Audiobook Review: Tequila Mockingbird by Rhys Ford

Tequila MockingbirdStory Rating: 4.5 stars
Audio Rating: 4.5 stars

Narrator: Tristan James
Length: 9 hours, 11 minutes

Audiobook Buy Links: Audible
Book Buy Links: Amazon | All Romance


Lieutenant Connor Morgan is good at his job with the SFPD SWAT division. He has a vision for his life that involves emulating his father and his plan is to find a good woman, get married, and have a family. Falling in love with a man doesn’t fit into that plan.

When the aftermath of an on-the-job explosion brings Forest Ackerman into his life, Connor’s world visibly shifts. The sexy, blonde haired man brings something out in Connor that he never let himself explore since it wasn’t part of his life plan. Yet, he can’t stop thinking about Forest and finds himself visiting the coffee shop Forest owns and finding reasons to check up on him.
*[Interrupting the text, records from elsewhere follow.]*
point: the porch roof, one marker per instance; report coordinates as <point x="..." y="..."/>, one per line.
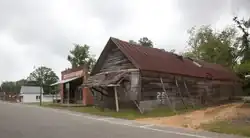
<point x="106" y="79"/>
<point x="64" y="81"/>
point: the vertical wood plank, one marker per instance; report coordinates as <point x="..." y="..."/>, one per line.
<point x="116" y="99"/>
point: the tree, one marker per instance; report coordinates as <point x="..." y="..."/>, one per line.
<point x="80" y="56"/>
<point x="215" y="47"/>
<point x="13" y="86"/>
<point x="144" y="41"/>
<point x="132" y="42"/>
<point x="43" y="76"/>
<point x="9" y="86"/>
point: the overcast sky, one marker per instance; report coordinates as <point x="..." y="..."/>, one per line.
<point x="41" y="32"/>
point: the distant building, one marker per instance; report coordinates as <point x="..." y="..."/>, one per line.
<point x="30" y="94"/>
<point x="132" y="75"/>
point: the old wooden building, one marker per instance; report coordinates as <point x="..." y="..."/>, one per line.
<point x="130" y="75"/>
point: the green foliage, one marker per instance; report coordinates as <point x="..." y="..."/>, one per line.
<point x="132" y="42"/>
<point x="211" y="46"/>
<point x="13" y="86"/>
<point x="44" y="76"/>
<point x="228" y="127"/>
<point x="244" y="26"/>
<point x="80" y="56"/>
<point x="144" y="41"/>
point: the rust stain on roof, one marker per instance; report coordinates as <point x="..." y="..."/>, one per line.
<point x="153" y="59"/>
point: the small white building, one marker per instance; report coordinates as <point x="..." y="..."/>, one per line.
<point x="30" y="94"/>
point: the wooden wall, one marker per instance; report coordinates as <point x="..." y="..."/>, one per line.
<point x="190" y="91"/>
<point x="115" y="61"/>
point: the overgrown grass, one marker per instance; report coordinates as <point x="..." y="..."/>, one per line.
<point x="228" y="127"/>
<point x="130" y="114"/>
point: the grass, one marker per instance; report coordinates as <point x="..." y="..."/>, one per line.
<point x="228" y="127"/>
<point x="130" y="114"/>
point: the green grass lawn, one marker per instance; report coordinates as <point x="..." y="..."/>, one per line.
<point x="228" y="127"/>
<point x="130" y="114"/>
<point x="237" y="127"/>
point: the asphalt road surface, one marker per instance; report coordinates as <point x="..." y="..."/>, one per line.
<point x="26" y="121"/>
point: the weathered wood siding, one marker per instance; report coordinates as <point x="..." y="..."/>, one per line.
<point x="190" y="91"/>
<point x="115" y="61"/>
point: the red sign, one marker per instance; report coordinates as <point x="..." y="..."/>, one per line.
<point x="73" y="74"/>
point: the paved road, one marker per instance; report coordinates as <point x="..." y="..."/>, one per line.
<point x="26" y="121"/>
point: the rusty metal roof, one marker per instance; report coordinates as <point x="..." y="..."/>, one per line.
<point x="153" y="59"/>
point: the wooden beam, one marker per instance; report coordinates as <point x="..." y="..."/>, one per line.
<point x="169" y="102"/>
<point x="116" y="99"/>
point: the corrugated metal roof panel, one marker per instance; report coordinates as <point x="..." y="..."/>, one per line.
<point x="153" y="59"/>
<point x="30" y="90"/>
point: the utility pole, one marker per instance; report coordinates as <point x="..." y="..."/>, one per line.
<point x="41" y="87"/>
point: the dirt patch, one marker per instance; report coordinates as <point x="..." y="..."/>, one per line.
<point x="196" y="118"/>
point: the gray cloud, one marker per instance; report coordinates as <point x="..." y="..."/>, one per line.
<point x="200" y="12"/>
<point x="34" y="33"/>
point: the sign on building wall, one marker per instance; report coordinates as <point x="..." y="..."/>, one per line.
<point x="73" y="74"/>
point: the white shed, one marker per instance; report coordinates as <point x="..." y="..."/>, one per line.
<point x="30" y="94"/>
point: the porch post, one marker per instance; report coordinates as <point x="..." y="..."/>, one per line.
<point x="116" y="99"/>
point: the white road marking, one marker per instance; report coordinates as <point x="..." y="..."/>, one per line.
<point x="147" y="127"/>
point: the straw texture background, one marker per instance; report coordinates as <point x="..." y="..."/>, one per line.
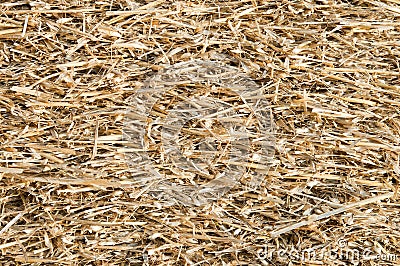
<point x="330" y="70"/>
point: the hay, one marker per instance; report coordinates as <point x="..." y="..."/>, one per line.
<point x="329" y="69"/>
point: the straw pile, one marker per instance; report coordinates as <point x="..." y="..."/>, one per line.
<point x="330" y="70"/>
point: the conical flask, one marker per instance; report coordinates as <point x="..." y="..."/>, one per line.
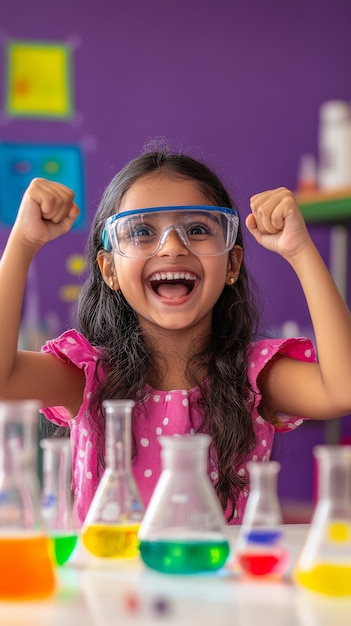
<point x="259" y="550"/>
<point x="57" y="500"/>
<point x="26" y="569"/>
<point x="111" y="526"/>
<point x="184" y="530"/>
<point x="324" y="565"/>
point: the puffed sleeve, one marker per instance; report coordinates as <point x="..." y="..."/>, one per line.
<point x="262" y="352"/>
<point x="72" y="347"/>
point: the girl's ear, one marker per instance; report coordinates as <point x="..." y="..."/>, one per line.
<point x="105" y="262"/>
<point x="234" y="264"/>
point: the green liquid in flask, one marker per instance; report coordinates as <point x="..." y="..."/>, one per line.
<point x="185" y="557"/>
<point x="64" y="544"/>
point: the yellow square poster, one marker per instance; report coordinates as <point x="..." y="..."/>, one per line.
<point x="38" y="79"/>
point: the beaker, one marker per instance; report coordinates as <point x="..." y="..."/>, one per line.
<point x="259" y="549"/>
<point x="26" y="569"/>
<point x="184" y="530"/>
<point x="111" y="526"/>
<point x="324" y="565"/>
<point x="56" y="499"/>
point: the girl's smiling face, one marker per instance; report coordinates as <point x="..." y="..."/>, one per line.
<point x="175" y="289"/>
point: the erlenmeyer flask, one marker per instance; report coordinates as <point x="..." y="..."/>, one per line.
<point x="259" y="550"/>
<point x="325" y="561"/>
<point x="26" y="569"/>
<point x="184" y="530"/>
<point x="57" y="500"/>
<point x="111" y="526"/>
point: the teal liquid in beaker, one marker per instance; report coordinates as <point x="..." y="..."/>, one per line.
<point x="185" y="557"/>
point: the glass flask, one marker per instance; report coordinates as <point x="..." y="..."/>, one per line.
<point x="26" y="568"/>
<point x="184" y="530"/>
<point x="324" y="565"/>
<point x="112" y="523"/>
<point x="57" y="499"/>
<point x="259" y="549"/>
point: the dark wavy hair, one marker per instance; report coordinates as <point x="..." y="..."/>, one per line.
<point x="108" y="322"/>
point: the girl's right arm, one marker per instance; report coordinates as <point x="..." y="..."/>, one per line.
<point x="47" y="211"/>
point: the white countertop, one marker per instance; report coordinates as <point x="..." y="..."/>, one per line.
<point x="96" y="592"/>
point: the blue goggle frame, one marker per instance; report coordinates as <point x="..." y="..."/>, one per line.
<point x="105" y="238"/>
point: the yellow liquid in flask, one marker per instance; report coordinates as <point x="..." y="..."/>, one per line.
<point x="112" y="541"/>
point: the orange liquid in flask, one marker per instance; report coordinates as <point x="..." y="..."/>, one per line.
<point x="26" y="569"/>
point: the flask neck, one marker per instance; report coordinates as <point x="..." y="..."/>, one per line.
<point x="334" y="468"/>
<point x="118" y="442"/>
<point x="185" y="454"/>
<point x="57" y="470"/>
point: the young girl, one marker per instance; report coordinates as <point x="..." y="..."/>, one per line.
<point x="167" y="318"/>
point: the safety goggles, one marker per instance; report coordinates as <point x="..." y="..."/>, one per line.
<point x="141" y="233"/>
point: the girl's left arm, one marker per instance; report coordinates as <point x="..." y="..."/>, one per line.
<point x="316" y="391"/>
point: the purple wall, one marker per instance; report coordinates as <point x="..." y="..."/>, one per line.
<point x="239" y="83"/>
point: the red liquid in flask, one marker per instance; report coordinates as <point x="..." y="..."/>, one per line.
<point x="263" y="563"/>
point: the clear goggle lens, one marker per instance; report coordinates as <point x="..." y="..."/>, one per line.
<point x="204" y="230"/>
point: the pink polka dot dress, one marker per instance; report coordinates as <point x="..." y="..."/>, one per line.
<point x="172" y="412"/>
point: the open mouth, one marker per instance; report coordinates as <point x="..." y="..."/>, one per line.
<point x="173" y="284"/>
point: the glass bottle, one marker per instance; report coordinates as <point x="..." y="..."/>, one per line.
<point x="57" y="500"/>
<point x="259" y="550"/>
<point x="184" y="530"/>
<point x="324" y="565"/>
<point x="111" y="526"/>
<point x="26" y="569"/>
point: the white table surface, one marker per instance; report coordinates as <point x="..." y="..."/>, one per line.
<point x="94" y="592"/>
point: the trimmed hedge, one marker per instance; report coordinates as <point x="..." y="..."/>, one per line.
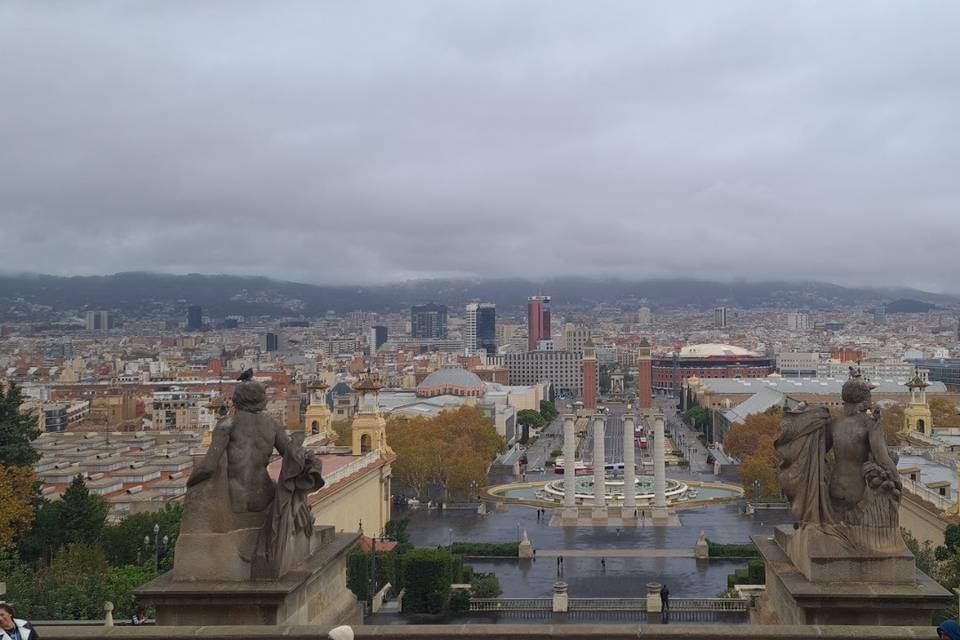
<point x="486" y="585"/>
<point x="358" y="574"/>
<point x="722" y="550"/>
<point x="755" y="573"/>
<point x="427" y="574"/>
<point x="500" y="549"/>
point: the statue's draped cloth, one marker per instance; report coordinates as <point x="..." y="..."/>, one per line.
<point x="289" y="516"/>
<point x="803" y="447"/>
<point x="872" y="524"/>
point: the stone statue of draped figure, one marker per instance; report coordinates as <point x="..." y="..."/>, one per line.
<point x="238" y="524"/>
<point x="839" y="475"/>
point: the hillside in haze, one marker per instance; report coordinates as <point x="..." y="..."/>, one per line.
<point x="134" y="294"/>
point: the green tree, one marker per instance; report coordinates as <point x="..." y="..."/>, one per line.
<point x="698" y="416"/>
<point x="548" y="410"/>
<point x="123" y="542"/>
<point x="17" y="430"/>
<point x="951" y="537"/>
<point x="82" y="515"/>
<point x="427" y="574"/>
<point x="529" y="419"/>
<point x="16" y="503"/>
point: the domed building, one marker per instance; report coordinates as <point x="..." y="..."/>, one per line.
<point x="706" y="361"/>
<point x="453" y="381"/>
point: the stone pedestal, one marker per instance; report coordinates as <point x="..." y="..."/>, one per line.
<point x="561" y="600"/>
<point x="701" y="550"/>
<point x="813" y="580"/>
<point x="654" y="605"/>
<point x="313" y="593"/>
<point x="525" y="549"/>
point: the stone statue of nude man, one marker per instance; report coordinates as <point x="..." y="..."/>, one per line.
<point x="853" y="494"/>
<point x="247" y="441"/>
<point x="238" y="524"/>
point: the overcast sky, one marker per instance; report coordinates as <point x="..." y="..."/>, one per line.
<point x="358" y="142"/>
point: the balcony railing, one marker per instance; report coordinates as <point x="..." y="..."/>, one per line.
<point x="350" y="469"/>
<point x="732" y="605"/>
<point x="927" y="494"/>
Forest has had an incredibly rough life with a mother that prostituted him and alternately lived on the streets. Then a chance meeting with a generous man got Forest off the streets for good. While his adopted father offered food and shelter, Forest has never had the kind of love that he so intimately craves. When Forest sees Connor, he knows that being attracted to a straight guy will eventually crush him, but Connor keeps showing up. And it’s a good thing as someone is targeting Forest and who better to save Forest than a strong cop. As the danger mounts, so do the feelings between the men and Connor’s main priority is protecting Forest and their future together.

Tequila Mockingbird picks up after Whiskey and Wry and is the third book in the Sinner’s series. The books work best if read in order for the full and complete storyline. The previous book ended with Connor confessing to his father that he was in love with a man and, in true Donal fashion, he makes his children feel safe, secure, and loved. Here we see that Connor is not so concerned about being in love with a man as he worries how it changes his vision for his life.

When Forest is first introduced, we see him as a young boy struggling to survive on the streets. His mother is shown as having no redeeming qualities, yet the boy in Forest still tries to please her throughout the entire book. When Forest met Frank, who later adopted him, it got him off the streets but Forest is emotionally starved for both love and caring physical touch.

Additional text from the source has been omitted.